El caso de Diez es más superlativo. Consultor full time de la ONU y coordinador de la Red de Apoyo del Proyecto Regional de Diálogo Democrático del Programa Nacional de las Naciones Unidas (PNUD). Es catalogado como un «brillante mediador». Recientemente estuvo en La Paz, Bolivia y suele ser presentado como «Profesional del Diálogo».

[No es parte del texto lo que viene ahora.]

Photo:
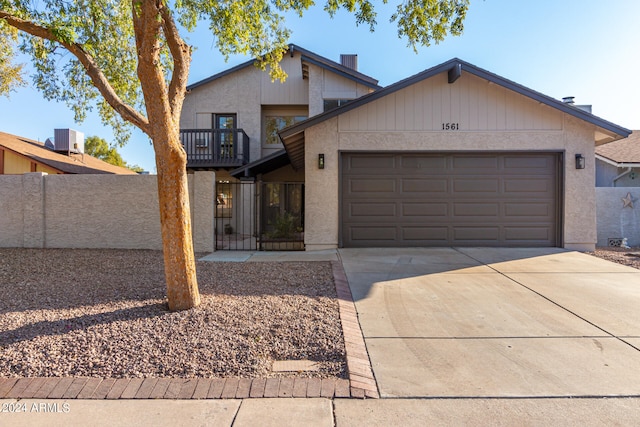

Entre el 2002-2004, años en el que la comunidad de Esquel se expresó en forma popular y democrática en el plebiscito imponiendo su rechazo a la minería con un 81% de los votos, se desempeñaba como representante del Centro Carter en Caracas, Venezuela. El ex funcionario del gobierno de Raúl Alfonsín, tiene un largo y frondoso curriculum.

Dicen que ahora los objetivos de la minera serían las escuelas de Esquel. Allí es donde el cenáculo apunta sus cañones. Bustos desde su programa radial calificó como «adoctrinamiento» la conmemoración del Día de la Dignidad del Pueblo de Esquel en referencia al 23 de marzo del 2003, la misma que está avalada por ordenanza municipal. Bustos, que en su rol como directivo de la empresa minera, debió dar explicaciones sobre el por qué había decidido cambiarle el nombre de Esquel por el de Suyai. Quien alguna vez fuera Mattos y predicador, se conmueve por la manifestación pacífica que los vecinos protagonizaron días atrás en rechazo a una actividad que esta sociedad rechazó en forma democrática y ahora ve como el poder político y económico intenta vilipendiar esa decisión popular.

Es la misma actividad extractiva que ahora presentarían con modalidad subterránea, similar metodología con la que pretenden instalarse en el corazón de la ciudad.